El hombre se mantenía firme, sin titubeo alguno, como si aquel hombre con gran poder no fuera más que su igual habló con fuerte voz.
—Sí, su majestad.
Píreo lo miró aún con el ceño fruncido para después hacer una seña con su mano.
—Ahora ve a traer a los Peltastas3, quiero ver su destreza o por lo menos conocer sus rostros, mi pueblo no caerá.
El trierarca inclinó su cabeza levemente y fue a buscar a los guerreros.
La guerra que se avecinaba no sería fácil y para asegurarse de que su reino no cayera Píreo quería a los hoplitas y peltastas más fuerte de todo su reino, sin una gota de miedo.

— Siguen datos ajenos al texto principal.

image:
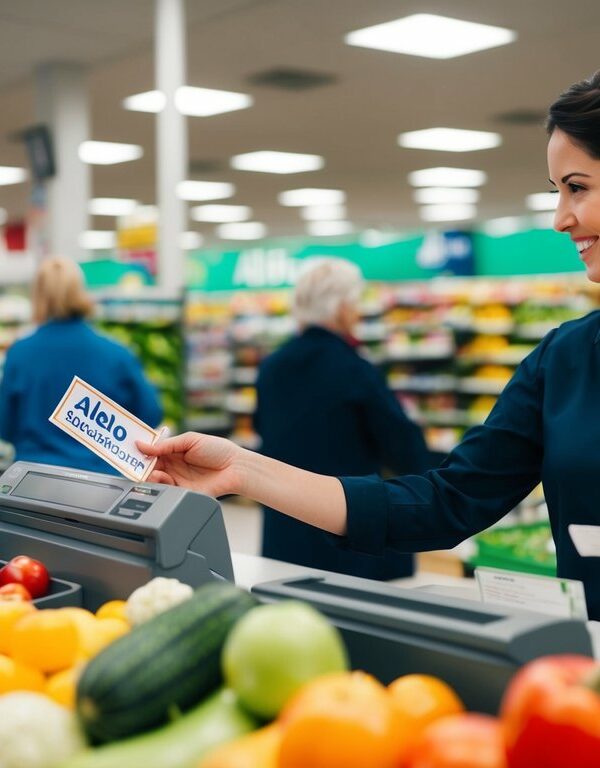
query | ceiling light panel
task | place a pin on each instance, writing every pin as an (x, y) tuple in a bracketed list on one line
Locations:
[(447, 177), (204, 102), (311, 196), (221, 213), (329, 228), (204, 190), (432, 36), (450, 139), (12, 175), (542, 201), (447, 212), (149, 101), (323, 212), (108, 152), (444, 195), (111, 206), (247, 230), (277, 162)]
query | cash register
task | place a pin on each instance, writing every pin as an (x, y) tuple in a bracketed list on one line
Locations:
[(108, 534)]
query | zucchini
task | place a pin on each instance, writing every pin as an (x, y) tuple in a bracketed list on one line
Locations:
[(180, 744), (161, 667)]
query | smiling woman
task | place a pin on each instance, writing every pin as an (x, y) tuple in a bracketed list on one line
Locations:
[(545, 425)]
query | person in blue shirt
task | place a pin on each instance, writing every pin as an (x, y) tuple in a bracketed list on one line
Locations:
[(544, 427), (39, 368), (322, 407)]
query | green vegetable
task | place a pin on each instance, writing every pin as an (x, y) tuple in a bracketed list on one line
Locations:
[(171, 661), (180, 744)]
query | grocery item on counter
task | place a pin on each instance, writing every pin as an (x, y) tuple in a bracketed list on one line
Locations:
[(171, 660)]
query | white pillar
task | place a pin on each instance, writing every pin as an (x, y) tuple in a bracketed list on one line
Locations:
[(61, 103), (171, 141)]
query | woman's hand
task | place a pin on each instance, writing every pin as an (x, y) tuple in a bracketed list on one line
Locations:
[(199, 462)]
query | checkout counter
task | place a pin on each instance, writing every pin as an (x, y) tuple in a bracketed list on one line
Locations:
[(106, 536)]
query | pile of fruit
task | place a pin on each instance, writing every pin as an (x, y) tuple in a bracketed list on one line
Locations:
[(211, 679)]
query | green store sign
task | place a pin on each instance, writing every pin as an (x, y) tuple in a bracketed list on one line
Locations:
[(415, 257)]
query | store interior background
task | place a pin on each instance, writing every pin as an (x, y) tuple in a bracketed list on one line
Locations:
[(446, 343)]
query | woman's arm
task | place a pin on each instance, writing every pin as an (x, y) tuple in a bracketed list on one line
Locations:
[(217, 467)]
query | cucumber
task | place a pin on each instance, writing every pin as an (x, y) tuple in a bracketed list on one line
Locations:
[(180, 744), (165, 665)]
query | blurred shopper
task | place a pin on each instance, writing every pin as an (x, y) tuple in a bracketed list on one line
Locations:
[(324, 408), (39, 368)]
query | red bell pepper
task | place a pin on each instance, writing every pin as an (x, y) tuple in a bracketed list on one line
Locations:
[(551, 714)]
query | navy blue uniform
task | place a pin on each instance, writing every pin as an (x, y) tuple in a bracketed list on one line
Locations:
[(325, 409), (545, 427), (37, 371)]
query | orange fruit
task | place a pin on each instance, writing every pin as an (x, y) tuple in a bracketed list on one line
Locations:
[(114, 609), (47, 640), (420, 700), (10, 613), (340, 720), (62, 686), (19, 677)]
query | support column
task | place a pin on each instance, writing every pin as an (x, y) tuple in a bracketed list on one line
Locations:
[(61, 103), (171, 142)]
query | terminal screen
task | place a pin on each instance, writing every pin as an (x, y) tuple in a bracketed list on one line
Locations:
[(97, 497)]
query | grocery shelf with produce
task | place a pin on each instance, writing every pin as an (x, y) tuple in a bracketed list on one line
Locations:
[(151, 326)]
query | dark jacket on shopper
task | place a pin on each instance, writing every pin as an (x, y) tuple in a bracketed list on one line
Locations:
[(37, 371), (323, 408), (545, 427)]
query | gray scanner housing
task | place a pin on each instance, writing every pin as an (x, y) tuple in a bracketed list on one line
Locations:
[(110, 534), (390, 631)]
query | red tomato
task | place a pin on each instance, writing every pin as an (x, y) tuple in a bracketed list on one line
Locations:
[(32, 574), (14, 591), (460, 741), (551, 714)]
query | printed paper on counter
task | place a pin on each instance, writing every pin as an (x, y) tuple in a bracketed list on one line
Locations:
[(542, 594), (586, 539), (105, 428)]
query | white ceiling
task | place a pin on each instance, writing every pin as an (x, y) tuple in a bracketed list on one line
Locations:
[(353, 122)]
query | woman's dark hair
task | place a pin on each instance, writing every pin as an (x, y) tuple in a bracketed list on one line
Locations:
[(576, 112)]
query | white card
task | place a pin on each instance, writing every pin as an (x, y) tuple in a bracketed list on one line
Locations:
[(542, 594), (586, 539), (105, 428)]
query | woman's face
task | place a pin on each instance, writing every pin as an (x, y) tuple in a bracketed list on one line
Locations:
[(576, 177)]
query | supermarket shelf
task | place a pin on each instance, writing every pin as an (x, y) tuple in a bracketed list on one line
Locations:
[(479, 386)]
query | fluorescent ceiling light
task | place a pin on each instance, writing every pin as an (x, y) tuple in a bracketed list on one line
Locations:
[(425, 34), (97, 240), (447, 212), (108, 152), (447, 177), (221, 213), (189, 241), (277, 162), (542, 201), (450, 139), (543, 220), (323, 212), (149, 101), (329, 228), (204, 102), (247, 230), (503, 226), (111, 206), (443, 195), (11, 175), (204, 190), (309, 196)]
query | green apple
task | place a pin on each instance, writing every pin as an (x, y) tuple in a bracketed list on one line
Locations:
[(274, 649)]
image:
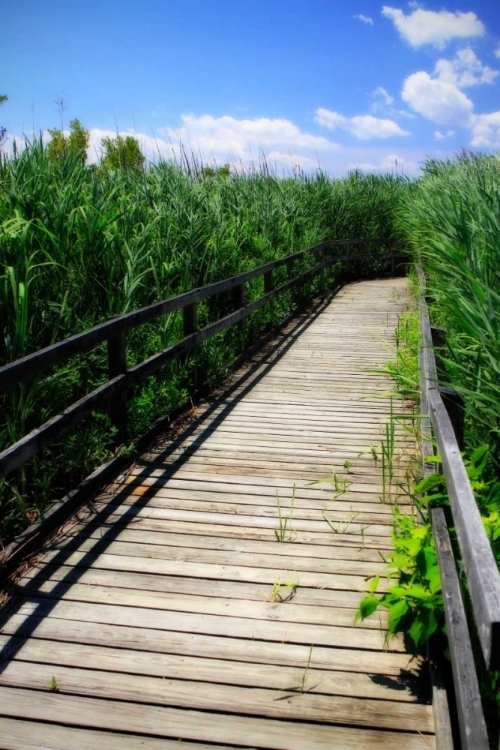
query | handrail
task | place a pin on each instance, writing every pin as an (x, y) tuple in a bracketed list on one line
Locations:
[(478, 560), (113, 331)]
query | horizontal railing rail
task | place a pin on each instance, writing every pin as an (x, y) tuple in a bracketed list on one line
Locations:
[(476, 554), (113, 332)]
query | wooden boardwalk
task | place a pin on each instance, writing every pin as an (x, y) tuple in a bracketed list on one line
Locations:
[(170, 616)]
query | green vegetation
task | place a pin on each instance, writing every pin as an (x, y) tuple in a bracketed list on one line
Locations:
[(122, 153), (451, 220), (80, 244), (75, 143)]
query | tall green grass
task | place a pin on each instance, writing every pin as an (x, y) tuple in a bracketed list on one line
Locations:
[(451, 217), (79, 244)]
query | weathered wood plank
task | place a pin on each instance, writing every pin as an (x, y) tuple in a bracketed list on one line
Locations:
[(198, 725)]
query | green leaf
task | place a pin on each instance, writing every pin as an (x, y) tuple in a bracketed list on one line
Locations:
[(367, 607)]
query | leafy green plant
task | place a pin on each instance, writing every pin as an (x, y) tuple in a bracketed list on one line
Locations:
[(285, 533), (414, 602), (289, 586)]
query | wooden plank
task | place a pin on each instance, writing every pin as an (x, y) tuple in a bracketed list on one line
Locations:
[(221, 557), (199, 669), (198, 725), (157, 603), (220, 571), (25, 735), (396, 665), (253, 701), (240, 627), (200, 603), (260, 592)]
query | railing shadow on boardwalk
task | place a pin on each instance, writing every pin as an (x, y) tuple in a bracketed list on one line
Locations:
[(254, 374)]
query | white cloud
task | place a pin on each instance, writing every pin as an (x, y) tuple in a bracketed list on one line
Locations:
[(381, 99), (464, 70), (219, 140), (441, 136), (392, 164), (153, 148), (363, 127), (365, 19), (438, 101), (228, 138), (436, 28), (486, 130)]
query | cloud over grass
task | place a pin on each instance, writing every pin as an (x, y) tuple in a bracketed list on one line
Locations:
[(364, 127), (438, 101)]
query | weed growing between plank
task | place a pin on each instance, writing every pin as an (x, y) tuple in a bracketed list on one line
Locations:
[(81, 244)]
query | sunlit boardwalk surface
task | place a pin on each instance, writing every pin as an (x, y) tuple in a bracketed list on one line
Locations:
[(169, 615)]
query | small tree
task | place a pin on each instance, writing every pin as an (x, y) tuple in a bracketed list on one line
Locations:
[(76, 143), (122, 153)]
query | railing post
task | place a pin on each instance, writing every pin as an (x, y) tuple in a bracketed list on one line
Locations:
[(453, 401), (190, 326), (455, 406), (117, 365), (239, 296), (268, 282), (189, 319), (239, 302)]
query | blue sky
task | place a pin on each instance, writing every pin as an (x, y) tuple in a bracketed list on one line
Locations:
[(340, 83)]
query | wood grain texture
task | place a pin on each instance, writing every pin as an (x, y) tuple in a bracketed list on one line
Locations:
[(169, 611)]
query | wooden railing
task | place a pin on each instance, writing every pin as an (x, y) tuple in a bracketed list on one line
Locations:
[(442, 423), (114, 331)]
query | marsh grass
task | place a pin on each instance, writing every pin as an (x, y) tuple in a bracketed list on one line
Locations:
[(80, 244)]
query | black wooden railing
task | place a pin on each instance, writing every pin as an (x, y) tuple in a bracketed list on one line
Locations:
[(114, 331), (443, 422)]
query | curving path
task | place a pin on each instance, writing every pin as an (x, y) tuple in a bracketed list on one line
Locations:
[(168, 615)]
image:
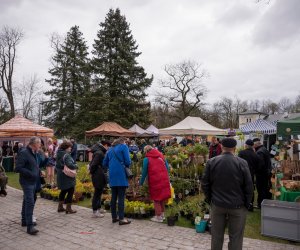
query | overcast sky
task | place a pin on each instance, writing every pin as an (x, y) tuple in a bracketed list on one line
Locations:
[(250, 49)]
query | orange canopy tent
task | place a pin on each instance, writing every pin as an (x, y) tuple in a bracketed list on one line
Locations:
[(21, 127), (110, 129)]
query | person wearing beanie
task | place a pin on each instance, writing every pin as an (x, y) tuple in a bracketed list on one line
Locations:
[(157, 170), (263, 174), (98, 176), (228, 187), (252, 159), (214, 148)]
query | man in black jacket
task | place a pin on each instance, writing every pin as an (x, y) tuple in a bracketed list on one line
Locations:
[(28, 166), (263, 174), (252, 159), (227, 185), (98, 176)]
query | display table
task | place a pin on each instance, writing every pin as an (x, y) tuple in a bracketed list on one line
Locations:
[(288, 195), (8, 163)]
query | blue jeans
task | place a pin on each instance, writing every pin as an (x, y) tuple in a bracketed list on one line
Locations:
[(28, 204), (117, 193)]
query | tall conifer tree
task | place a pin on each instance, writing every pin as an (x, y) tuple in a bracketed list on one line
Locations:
[(70, 81), (119, 83)]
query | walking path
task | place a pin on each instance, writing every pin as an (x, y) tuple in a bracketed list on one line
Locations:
[(75, 231)]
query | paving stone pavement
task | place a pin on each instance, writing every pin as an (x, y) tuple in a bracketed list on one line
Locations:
[(75, 231)]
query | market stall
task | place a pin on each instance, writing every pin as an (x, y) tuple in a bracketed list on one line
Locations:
[(20, 129), (139, 132), (192, 126)]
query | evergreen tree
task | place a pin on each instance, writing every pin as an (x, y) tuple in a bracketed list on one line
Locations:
[(70, 79), (119, 83)]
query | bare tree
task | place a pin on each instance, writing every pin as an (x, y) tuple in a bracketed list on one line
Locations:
[(9, 40), (29, 93), (185, 92), (285, 105), (269, 107)]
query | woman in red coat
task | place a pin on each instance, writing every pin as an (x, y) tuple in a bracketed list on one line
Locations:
[(156, 168)]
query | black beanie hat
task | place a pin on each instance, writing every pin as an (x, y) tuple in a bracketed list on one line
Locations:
[(249, 142), (228, 142)]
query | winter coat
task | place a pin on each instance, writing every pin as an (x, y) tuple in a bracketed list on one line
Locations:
[(96, 170), (63, 181), (158, 178), (265, 162), (28, 166), (215, 150), (252, 159), (117, 176), (227, 181)]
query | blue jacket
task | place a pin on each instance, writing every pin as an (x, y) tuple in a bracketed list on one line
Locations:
[(117, 176), (27, 165)]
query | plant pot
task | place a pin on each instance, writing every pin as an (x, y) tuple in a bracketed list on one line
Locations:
[(189, 216), (200, 228), (171, 221)]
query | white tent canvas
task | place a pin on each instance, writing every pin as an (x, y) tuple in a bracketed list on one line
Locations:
[(139, 132), (192, 126), (153, 129)]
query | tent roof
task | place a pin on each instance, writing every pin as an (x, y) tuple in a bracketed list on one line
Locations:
[(153, 129), (139, 132), (192, 126), (22, 127), (111, 129), (259, 125)]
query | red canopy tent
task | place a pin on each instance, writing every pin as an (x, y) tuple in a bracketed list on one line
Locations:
[(20, 127)]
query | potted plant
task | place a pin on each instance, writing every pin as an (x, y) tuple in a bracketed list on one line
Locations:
[(106, 204), (171, 213)]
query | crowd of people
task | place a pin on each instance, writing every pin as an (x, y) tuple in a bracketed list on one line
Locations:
[(228, 181)]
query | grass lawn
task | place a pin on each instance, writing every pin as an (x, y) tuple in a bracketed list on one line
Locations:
[(252, 229)]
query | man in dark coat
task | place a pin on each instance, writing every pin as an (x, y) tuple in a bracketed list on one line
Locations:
[(263, 174), (74, 149), (28, 166), (98, 176), (214, 148), (252, 159), (227, 185)]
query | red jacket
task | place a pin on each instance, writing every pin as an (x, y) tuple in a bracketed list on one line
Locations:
[(158, 177)]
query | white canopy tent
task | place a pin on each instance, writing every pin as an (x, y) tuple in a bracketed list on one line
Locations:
[(192, 126), (139, 132), (153, 129)]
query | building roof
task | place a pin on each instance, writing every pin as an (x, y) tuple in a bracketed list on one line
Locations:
[(252, 112), (22, 127), (274, 118)]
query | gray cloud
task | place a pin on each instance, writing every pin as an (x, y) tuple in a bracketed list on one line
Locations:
[(222, 35), (280, 25), (5, 4)]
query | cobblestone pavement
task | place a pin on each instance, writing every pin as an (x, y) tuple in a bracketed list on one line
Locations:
[(75, 231)]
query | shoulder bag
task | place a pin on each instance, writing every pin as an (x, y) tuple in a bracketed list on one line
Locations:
[(67, 171), (128, 171)]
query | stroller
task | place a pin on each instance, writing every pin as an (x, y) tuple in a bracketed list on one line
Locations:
[(3, 182)]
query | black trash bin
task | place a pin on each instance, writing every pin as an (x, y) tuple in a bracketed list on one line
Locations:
[(8, 163)]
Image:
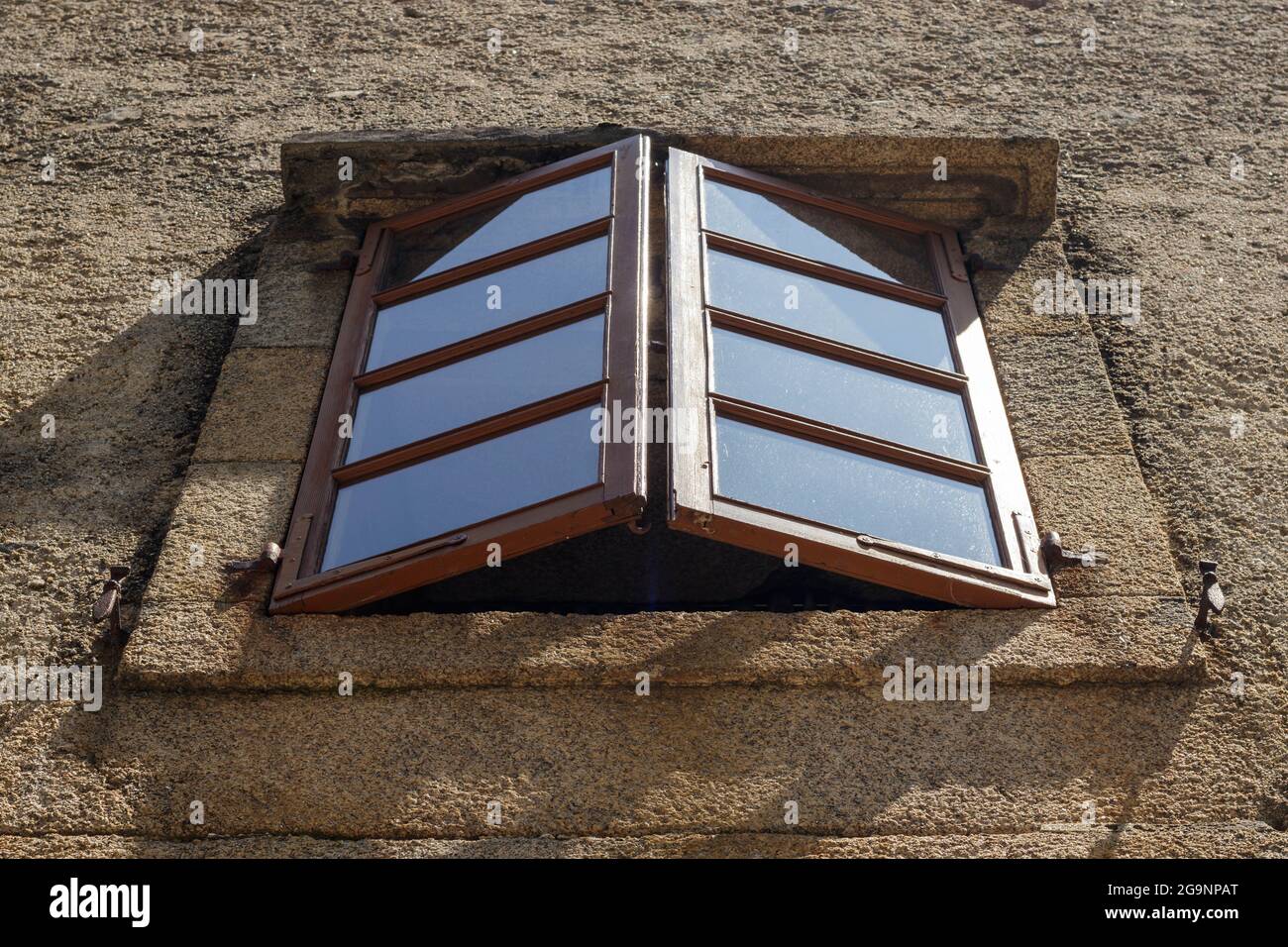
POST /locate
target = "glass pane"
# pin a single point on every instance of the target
(462, 488)
(825, 484)
(488, 302)
(827, 309)
(477, 388)
(445, 244)
(848, 395)
(819, 235)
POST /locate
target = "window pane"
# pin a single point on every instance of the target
(827, 309)
(445, 244)
(462, 488)
(819, 235)
(859, 493)
(848, 395)
(488, 302)
(477, 388)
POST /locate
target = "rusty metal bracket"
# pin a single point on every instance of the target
(1211, 599)
(267, 561)
(108, 604)
(1056, 557)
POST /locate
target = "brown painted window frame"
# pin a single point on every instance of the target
(621, 493)
(695, 505)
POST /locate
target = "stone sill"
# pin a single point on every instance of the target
(240, 647)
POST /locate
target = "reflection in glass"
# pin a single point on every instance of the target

Macedonia no se rendiría a los pies de Esparta, de eso iba a asegurarse él.
Su hija que yacía detrás de él desde hacía rato finalmente habló ganando su atención.
—Padre, los Toxotas4 también podemos participa en la guerra ¿No es así? –preguntó con sumo interés la chiquilla castaña-.
— ¡No Kagome! Tú no arriesgarás tu vida aquí –le gruñó él-.
La jovencita chasqueó la lengua aun sabiendo que aquel gesto de su parte era odiado por su progenitor pero a ella no le parecía relevante en estos momentos que su padre le llamase la atención solo por un pequeño gesto de mala educación, su atención estaba fija en la guerra contra Esparta, guerra en la que ella quería participar, no solo por ganar experiencias sino por su patria.
Desde que había nacido le había encantado observar a los soldados en su faena difícil del día a día, los había admirado en secreto escapándose día tras día de las pruebas de los peplos5 a las princesas ganándose a la vez el enojo y la desaprobación de su padre quien sabía exactamente lo que hacía en el día.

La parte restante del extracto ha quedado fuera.